Google Cloud rolls out advanced network DDoS attack protection with Cloud Armor

Google Cloud is expanding the capabilities of its Cloud Armor networking defense service to protect customers in gaming, telecommunications and other industries that run workloads behind external network load balancers or virtual machines with public IP addresses or use protocol forwarding.

Until now, these customers lacked a Google Cloud-native defensive capability to protect those workloads, meaning they were at high risk of distributed denial-of-service and other attacks.

To remedy that, Google Cloud today introduced Cloud Armor Advanced Network DDoS Protection, providing customers with always-on attack detection and mitigation for such workloads. The new service will help to defend customers from some of the most common volumetric DDoS and protocol DDoS attacks, such as so-called SYN flood, UDP flood, DNS reflection and NTP amplification attacks.

In a blog post announcing the update, Google Cloud Product Manager Lihi Shadmi explains how Cloud Armor Advanced Network DDoS Protection runs behind the scenes, at the edge of Google’s network, where it passively monitors two kinds of signals. The first pertains to the customer’s workload’s health, while the second analyzes incoming traffic. Whenever Cloud Armor detects early signs of workload distress or a sudden change in traffic patterns compared to the usual baseline, it will alert customers that an attack is taking place. It’s an always-on monitoring mechanism with a low false-positive attack detection rate that doesn’t add latency to traffic flows, Shadmi said.

Once an attack has been detected, Cloud Armor analyzes the traffic to determine the attack signature, based on its curated signature database. Using this information, it can then deploy the most appropriate mitigation at the edge of the network.

“Cloud Armor stops the incoming attack before it reaches the customer’s workloads while allowing legitimate traffic to pass through,” Shadmi wrote. “The mitigations are in effect only during an attack. Once Cloud Armor identifies the attack has ended, it will disable the mitigations. The whole process, from detection to mitigation, takes mere seconds.”
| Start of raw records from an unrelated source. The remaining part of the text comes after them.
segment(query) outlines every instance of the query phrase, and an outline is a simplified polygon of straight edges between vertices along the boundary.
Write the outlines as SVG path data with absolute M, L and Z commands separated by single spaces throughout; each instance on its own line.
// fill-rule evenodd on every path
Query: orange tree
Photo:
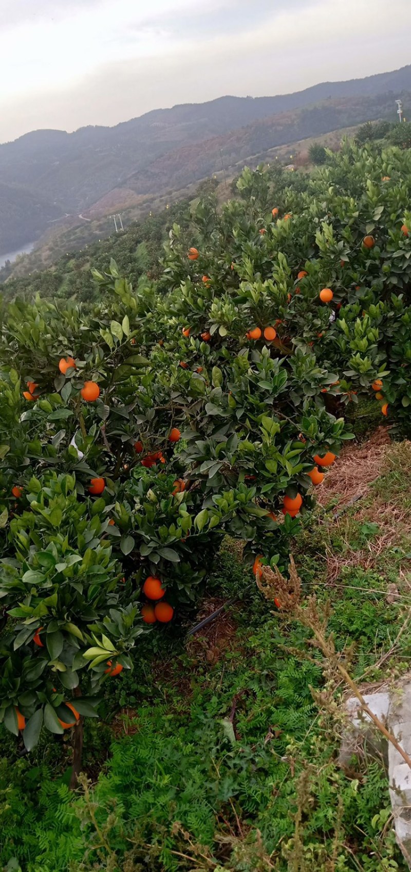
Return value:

The service will keep a record of past and ongoing DDoS attacks that customers can access at any time. During an attack, it will generate three types of event logs — the detection and start of mitigation, updates about the status of the attack every five minutes for as long as it remains active, and then the conclusion of the attack and the end of mitigation. Customers will also be able to see information such as the attack classification and traffic volumes.

Google said customers can apply Cloud Armor Advanced Network DDoS Protection by enrolling in Cloud Armor’s Managed Protection Plus program. They’ll need to configure the service to provide protection on a per-region basis, for all Google Cloud regions they’re using.

Cloud Armor’s Managed Protection Plus subscription requires a one-year commitment, but Shadmi said customers can access flexible cancellation terms for the first 30 days in order to try Advanced Network DDoS Protection or any other premium feature they’re interested in.